Jacob Carlborg doob at me.com
Sat Apr 2 12:35:50 PDT 2011


On 2011-04-01 20:44, Bruno Medeiros wrote:
> On 19/03/2011 14:36, Jacob Carlborg wrote:
>> On 2011-03-18 18:04, Chris Manning wrote:
>>> On 17/03/2011 22:49, Jason E. Aten wrote:
>>>> Somewhat tongue in cheek, we could call it dabal.
>>>>
>>>> As in, "get on dabal!" :-)
>>>
>>> If D gets accepted for Google Summer of Code, I think this would be a
>>> great idea for a project and I would be interested in implementing it as
>>> a student. Although, it does seem overly ambitious so maybe only some of
>>> this could be for the gsoc (and if I do this It'd be great to carry on
>>> working on it anyway).
>>>
>>> What does everybody think about this? Should I draw up a proposal of
>>> some kind?
>>>
>>> Chris
>>
>> I've been thinking for quite some time to build a package management
>> system for D, lets call it dpac as an example. This is the ideas that I
>> have:
>>
>> Basically copy how RubyGems works.
>> Use Ruby as a DSL for dpacsepc files which is used to create to create
>> the dpac file. This is an example for how a file used to build a package
>> could look like:
>>
>> name "Foo Bar"
>> summary "This is the Foo Bar package"
>> version "1.0.0"
>> type :lib
>> author "Jacob Carlborg"
>> files ["lib.d"] # list of the files in the package
>> build :make # other options could be :dsss :cmake and so on
>> dversion 2 # D1 or D2
>>
>
> Copying Rubygems would be a bad idea, or at least a very incomplete one.
> And the example code above shows why, doesn't anyone else see it?
> Just look at the line:
> build :make # other options could be :dsss :cmake and so on
> Basicly, this would be a D package manager that requires another package
> manager to build D artifacts... kinda not very useful, right? If we skip
> the issue of building D artifacts (executables, dynamic libraries,
> static libraries, etc.) we skip one essential aspect of a D
> package/build management system (if not the main aspect, but that is
> debatable...). This is why I think just copying/cloning a PM from
> interpreted languages is not helping us much.

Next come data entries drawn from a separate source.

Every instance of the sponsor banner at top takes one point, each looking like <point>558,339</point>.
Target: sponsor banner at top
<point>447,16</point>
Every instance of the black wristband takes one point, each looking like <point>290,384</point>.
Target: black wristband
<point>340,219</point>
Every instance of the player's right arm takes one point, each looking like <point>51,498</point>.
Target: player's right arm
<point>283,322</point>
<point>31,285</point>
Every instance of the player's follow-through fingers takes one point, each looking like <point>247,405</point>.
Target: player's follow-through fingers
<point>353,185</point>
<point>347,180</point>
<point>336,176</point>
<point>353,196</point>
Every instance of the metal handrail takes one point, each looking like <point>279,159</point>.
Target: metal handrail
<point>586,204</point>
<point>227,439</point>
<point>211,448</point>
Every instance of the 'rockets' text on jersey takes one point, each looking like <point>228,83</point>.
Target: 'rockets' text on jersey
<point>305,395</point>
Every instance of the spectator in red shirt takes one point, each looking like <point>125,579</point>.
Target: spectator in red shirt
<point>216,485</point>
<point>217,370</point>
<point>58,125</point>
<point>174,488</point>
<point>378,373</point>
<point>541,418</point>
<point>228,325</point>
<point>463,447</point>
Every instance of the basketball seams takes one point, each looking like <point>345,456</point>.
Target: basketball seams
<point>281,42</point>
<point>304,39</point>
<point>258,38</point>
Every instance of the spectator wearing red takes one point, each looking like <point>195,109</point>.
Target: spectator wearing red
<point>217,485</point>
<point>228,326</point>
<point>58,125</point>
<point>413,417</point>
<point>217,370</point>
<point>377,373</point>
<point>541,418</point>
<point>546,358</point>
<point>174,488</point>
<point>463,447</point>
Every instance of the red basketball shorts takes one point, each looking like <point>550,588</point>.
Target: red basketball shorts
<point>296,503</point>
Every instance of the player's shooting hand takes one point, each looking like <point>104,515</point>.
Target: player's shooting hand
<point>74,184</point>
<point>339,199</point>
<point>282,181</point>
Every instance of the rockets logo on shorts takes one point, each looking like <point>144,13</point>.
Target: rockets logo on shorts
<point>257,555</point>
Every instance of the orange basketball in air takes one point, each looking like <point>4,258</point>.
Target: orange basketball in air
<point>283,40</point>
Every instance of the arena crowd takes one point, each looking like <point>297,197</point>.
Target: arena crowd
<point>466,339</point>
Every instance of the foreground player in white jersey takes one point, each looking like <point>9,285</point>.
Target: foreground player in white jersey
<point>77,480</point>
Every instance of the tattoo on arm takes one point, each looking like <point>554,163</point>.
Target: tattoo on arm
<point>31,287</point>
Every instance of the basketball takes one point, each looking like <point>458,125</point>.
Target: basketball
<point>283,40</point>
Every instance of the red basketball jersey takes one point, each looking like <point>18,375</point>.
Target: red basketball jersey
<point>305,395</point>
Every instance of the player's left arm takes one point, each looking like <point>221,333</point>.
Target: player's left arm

I don't think it's the package manger's job to build the 
application/library. The package manager operates on a level higher than 
a build tool. The build tool is working with files, tracking 
dependencies among files and building applications/libraries. The 
package manager is working with packages, tracking dependencies among 
packages.

I was planning to creating my own build tool that would be integrated 
with the package manager. The package manager would use the build tool 
to track the files making up the package. But other build tool would be 
supported as well, not forcing anyone to use my build tool.